HIDUPKATOLIK.com – Mengendalikan rata-rata USD 10-13 miliar investasi migas di Indonesia, posisinya ikut menentukan untung rugi negara.
Pantang pulang”, begitu kalimat sakral yang selalu diulang-ulang Parulian Sihotang selama ia kuliah di Sekolah Tinggi Akuntansi Negara (STAN), Tangerang, Jawa Barat. Ia harus berjuang ekstra, kalau tidak bisa-bisa ia ikut “tersapu” alias di-drop out dari sekolah tinggi kedinasan milik Kementerian Keuangan ini. Ia mengatakan orang tuanya memberangkatkannya dari tanah Batak dengan segala keterbatasan. “Nggak mungkin pulang. Apa kata dunia?” ujarnya.
Setelah lulus dari STAN dan menjadi ajun akuntan, Parulian bekerja sebagai auditor di Pertamina yang menjadi pintu baginya mengenal dunia minyak dan gas (migas). Begitu melanjutkan studi untuk meraih gelar akuntan, ia pun mengangkat isu perminyakan sebagai bahan skripsinya.

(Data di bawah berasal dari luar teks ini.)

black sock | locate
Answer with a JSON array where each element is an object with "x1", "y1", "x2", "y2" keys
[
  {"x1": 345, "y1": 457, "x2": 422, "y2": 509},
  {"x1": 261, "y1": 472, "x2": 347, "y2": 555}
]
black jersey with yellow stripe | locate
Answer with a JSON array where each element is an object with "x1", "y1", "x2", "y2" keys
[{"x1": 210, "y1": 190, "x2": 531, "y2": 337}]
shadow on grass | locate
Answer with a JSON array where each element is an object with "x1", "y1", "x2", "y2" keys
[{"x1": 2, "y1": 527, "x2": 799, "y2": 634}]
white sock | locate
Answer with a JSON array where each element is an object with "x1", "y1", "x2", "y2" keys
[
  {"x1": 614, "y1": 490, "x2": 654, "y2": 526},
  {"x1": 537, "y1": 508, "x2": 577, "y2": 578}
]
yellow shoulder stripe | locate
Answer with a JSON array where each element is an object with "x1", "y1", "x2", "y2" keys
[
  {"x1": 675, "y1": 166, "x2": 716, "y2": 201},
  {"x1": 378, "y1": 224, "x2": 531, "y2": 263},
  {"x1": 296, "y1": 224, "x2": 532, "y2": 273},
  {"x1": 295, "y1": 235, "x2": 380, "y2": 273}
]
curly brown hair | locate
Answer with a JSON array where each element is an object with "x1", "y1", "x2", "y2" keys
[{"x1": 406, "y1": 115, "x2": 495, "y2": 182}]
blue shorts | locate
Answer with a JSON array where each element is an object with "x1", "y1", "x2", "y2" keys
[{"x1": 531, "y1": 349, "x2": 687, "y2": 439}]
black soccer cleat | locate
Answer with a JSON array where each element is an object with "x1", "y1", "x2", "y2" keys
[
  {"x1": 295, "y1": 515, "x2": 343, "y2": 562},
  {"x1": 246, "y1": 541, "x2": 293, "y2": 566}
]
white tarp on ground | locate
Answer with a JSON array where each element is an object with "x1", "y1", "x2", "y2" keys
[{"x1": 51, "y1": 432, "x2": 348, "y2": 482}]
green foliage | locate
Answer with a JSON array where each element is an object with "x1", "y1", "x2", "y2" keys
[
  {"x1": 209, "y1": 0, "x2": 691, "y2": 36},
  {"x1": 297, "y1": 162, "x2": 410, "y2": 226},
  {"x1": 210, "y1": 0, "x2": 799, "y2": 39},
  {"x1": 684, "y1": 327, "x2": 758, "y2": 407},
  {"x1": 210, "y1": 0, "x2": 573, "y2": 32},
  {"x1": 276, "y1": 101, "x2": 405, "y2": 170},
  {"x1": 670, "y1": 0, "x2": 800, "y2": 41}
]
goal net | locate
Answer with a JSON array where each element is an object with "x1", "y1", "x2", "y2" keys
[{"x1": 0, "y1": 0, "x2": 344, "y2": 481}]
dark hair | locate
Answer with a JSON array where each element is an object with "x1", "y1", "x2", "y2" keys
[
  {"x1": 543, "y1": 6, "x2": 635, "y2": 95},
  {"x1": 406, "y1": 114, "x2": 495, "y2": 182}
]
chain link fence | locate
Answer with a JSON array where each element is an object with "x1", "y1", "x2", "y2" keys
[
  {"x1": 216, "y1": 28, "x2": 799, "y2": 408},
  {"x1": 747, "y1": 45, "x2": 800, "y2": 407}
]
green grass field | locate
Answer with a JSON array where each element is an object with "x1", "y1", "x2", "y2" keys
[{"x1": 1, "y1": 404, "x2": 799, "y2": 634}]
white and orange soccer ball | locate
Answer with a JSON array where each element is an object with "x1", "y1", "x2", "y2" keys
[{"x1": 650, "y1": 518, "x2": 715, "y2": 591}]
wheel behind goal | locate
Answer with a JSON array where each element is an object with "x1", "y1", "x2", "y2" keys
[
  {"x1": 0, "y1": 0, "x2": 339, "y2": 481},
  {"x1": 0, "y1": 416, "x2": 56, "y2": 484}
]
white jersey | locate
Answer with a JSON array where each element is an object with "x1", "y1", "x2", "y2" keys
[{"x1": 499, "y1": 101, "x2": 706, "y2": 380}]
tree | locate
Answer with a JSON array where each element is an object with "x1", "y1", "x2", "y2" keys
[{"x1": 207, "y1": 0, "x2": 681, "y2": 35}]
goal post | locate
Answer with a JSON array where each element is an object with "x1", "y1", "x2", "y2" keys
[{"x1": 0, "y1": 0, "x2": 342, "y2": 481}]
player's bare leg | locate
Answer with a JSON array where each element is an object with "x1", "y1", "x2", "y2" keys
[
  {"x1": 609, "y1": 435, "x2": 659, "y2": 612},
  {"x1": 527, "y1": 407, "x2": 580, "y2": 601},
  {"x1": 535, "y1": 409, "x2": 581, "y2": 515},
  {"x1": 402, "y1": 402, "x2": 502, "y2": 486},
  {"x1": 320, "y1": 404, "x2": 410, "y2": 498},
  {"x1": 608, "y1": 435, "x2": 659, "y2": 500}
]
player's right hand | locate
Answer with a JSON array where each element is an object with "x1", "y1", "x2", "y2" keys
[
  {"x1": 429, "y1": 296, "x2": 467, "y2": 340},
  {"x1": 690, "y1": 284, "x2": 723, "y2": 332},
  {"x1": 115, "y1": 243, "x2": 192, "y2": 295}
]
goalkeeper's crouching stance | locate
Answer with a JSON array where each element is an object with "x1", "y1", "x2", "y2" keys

Isu migas rupanya kian menarik perhatiannya. Saat studi master of accounting di Amerika Serikat, ia tetap konsisten mengambil proyek-proyek terkait migas. Setelah dua tahun studi, ia kembali ke tanah air dan menjadi auditor di Badan Pengawasan Keuangan dan Pembangunan (BPKP).
Haus Sekolah
Parulian mengaku memiliki minat yang sangat tinggi untuk bersekolah. Tak puas dengan gelar master, ia melamar program doktoral di suatu universitas di Inggris. Bahkan sebelum lulus master, ia telah melamar dan diterima di program doktoral. “Saya adalah anak guru jadi mungkin darah saya selalu haus sekolah untuk belajar dan mengajar. Waktu itu saya tidak tahu kapan saya akan studi dan dari mana biayanya, tapi yang penting ‘SIM’-nya sudah saya kantongi.”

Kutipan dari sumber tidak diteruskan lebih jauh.